Ariela Epstein, À ciel ouvert. Cultures politiques sur les murs de Montevideo

Rennes, Presses universitaires de Rennes, coll. « Des Amériques », 2015
Michèle Coquet
p. 240-242
Référence(s) :

Ariela Epstein, À ciel ouvert. Cultures politiques sur les murs de Montevideo. Rennes, Presses universitaires de Rennes, coll. « Des Amériques », 2015, 172 p.

Texte intégral

1« Elle les regardait de haut, tendait vers eux le flacon de parfum Piver, Forvil, elle souriait dans quinze mètres de robe bleue. Le gril d’un soupirail trouait sa hanche. Il n’y avait pas d’autre image d’elle. » Fresque défraîchie, la publicité peinte que décrit Jean Échenoz dans L’Occupation des sols est le support d’une réflexion mémorielle sur une disparition en cours, celle d’un souvenir et d’une peinture mêlés, et sur l’entropie des villes. Loin de cette évocation nostalgique, l’ouvrage d’Ariela Epstein conduit son lecteur vers de tout autres images murales, les graffiti, peintures et inscriptions politiques de Montevideo, capitale de l’Uruguay, qui témoignent moins du temps qui passe que d’un présent actif et réactif, moins de la destruction et de la dégradation que de la dynamique positive d’une régénération continue de l’espace urbain par ses usagers.

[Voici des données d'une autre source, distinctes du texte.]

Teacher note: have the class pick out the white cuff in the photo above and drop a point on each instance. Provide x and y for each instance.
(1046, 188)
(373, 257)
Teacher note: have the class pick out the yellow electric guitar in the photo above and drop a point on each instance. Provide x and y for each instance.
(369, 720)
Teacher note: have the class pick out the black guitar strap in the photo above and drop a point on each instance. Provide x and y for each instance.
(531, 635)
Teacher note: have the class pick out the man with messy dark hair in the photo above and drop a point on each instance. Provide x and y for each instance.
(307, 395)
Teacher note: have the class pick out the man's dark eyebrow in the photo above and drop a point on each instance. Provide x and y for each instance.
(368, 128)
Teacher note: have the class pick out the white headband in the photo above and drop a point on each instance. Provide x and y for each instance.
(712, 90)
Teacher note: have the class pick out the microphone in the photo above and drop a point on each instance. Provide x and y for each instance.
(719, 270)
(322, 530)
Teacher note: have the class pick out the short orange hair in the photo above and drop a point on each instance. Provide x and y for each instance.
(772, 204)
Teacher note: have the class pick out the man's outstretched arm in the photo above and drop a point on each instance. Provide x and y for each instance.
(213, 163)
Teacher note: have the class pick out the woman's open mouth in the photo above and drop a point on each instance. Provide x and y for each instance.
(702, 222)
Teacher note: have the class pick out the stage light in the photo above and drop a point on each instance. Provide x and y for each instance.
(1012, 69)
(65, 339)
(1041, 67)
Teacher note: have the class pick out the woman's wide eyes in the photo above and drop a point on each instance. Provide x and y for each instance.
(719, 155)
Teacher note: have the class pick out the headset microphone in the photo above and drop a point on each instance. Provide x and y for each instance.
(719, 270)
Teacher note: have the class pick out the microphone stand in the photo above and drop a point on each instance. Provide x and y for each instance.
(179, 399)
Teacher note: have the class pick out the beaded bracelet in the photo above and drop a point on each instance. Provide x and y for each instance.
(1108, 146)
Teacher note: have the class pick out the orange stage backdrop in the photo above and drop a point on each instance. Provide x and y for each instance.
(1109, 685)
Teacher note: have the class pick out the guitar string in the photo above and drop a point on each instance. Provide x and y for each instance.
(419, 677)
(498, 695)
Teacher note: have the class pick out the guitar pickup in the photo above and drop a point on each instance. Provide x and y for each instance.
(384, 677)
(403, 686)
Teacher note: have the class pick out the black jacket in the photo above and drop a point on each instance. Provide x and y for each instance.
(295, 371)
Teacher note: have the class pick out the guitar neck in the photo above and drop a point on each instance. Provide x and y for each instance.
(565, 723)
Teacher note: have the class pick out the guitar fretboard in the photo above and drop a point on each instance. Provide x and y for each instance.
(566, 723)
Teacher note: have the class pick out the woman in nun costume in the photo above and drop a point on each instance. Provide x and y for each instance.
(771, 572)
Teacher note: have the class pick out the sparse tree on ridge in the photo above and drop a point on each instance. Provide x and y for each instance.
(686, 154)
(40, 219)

2Les images dont il s’agit ici relèvent d’une forme d’écriture du quotidien, à la fois individuelle et collective. À la différence de ce que l’on peut observer dans nombre de grandes villes d’Europe occidentale, les supports médiatiques recourant à la technologie sophistiquée de l’animation et du numérique ont encore peu investi les rues de Montevideo : les murs y demeurent les lieux traditionnels d’expression de cultures populaires, politiques, esthétiques et poétiques singulières, qui continuent à privilégier les graphismes tracés à la main tout en échappant en partie au processus d’artification du street art à l’œuvre dans les villes occidentales. Ce processus, paradoxalement, favorise l’exclusion de ces libres expressions, celles qui sont au cœur de l’ouvrage, perçues alors comme illégitimes par certains citadins et leurs élus. Comme le souligne l’auteur, les inscriptions murales de Montevideo restent remarquables à double titre, par leur diversité et leur capacité à perdurer et à résister à de nouveaux modes de communication.

3C’est à la découverte de cette diversité qu’Epstein nous entraîne. Avec elle, le lecteur se fait promeneur et flâneur, parcourt les rues et les murs de Montevideo et apprend à la fois à déchiffrer les images peintes qui les couvrent, à connaître les pratiques militantes dont elles sont la manifestation, à rencontrer leurs acteurs, les habitants de la ville, à décrypter l’histoire et l’imaginaire politiques de l’Uruguay : la pintada, slogan politique sous forme d’une écriture murale de grande taille réalisée et signée par une organisation ou un parti, la leyenda, le graffiti « indiscipliné », les pochoirs, les graffiti constituent les grandes formes scripturaires du corpus étudié. La reproduction de ce dernier dans deux inserts en couleur permet au lecteur de suivre attentivement l’analyse qui lui est proposée. Ces inscriptions relèvent moins d’images figuratives que de mots dessinés ou de dessins écrits, un matériel graphique moins séduisant au premier abord que les productions du street art, où fréquemment prime la virtuosité gestuelle, chromatique et compositionnelle. Et c’est là un des tours de force du bel ouvrage d’Epstein que de nous restituer toute la profondeur sémiologique et anthropologique de ces écritures qu’elle qualifie de « langage passionné », ainsi que le pouvoir de fascination qu’elles exercent.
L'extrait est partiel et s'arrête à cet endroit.